In June 2023, the first SELINA-supported research paper “Accounting for forest condition in Europe based on an international statistical standard” was published in the Nature Communications journal. It examines the condition of forest ecosystems, their crucial role in safeguarding biodiversity and mitigating climate change, and the threat forest degradation poses to key ecosystems and society.
The paper provides a spatially explicit assessment of the condition of forest ecosystems in Europe following a United Nations global statistical standard, the System of Environmental-Economic Accounting - Ecosystem Accounting (SEEA EA), adopted in March 2021. By applying a set of ecosystem accounting rules, the paper measures forest condition across 44 forest types for two different years, 2000 and 2018, on a scale from 0 to 1, where 0 represents a degraded ecosystem and 1 represents a reference condition based on primary or protected forests.
The analysis uses regularly updated datasets that describe water availability, soil organic carbon, the number of threatened forest birds, tree cover density, ecosystem productivity, forest connectivity and landscape naturalness.
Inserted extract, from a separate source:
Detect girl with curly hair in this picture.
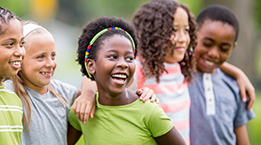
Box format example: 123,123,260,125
130,0,255,144
130,0,196,144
The research team analysed the condition of 1,964,211 km2 of forest in Europe. The results showed that one-third of the forest area was subject to declining condition, signalled by a reduction in soil organic carbon, tree cover density and species richness of threatened birds. The findings also suggest that forest ecosystems will need further restoration, improvements in management and an extended period of recovery to approach natural conditions.
Read the full paper here.
Photo: Forest condition in Europe, 2000–2018. (a) Forest condition map for 2018. (b) Change in forest condition between 2000 and 2018. The distribution of the forest condition index by forest type is shown in Supplementary Fig. 1. Insets illustrate changes in Boreal forests, Mediterranean, and Alpine forests. Average forest condition inside the Boreal bounding box changed from 0.625 in 2000 to 0.605 in 2018, a decline of 2%, mainly driven by lower ecosystem productivity (NDVI) and lower soil organic carbon. Average forest condition inside the Alpine bounding box increased from 0.648 in 2000 to 0.682 in 2018, a growth of 3.4% as a result from increases in all condition variables. Average forest condition inside the bounding box covering the Iberian Peninsula decreased slightly from 0.515 in 2000 to 0.512 in 2018 following reductions in tree cover density.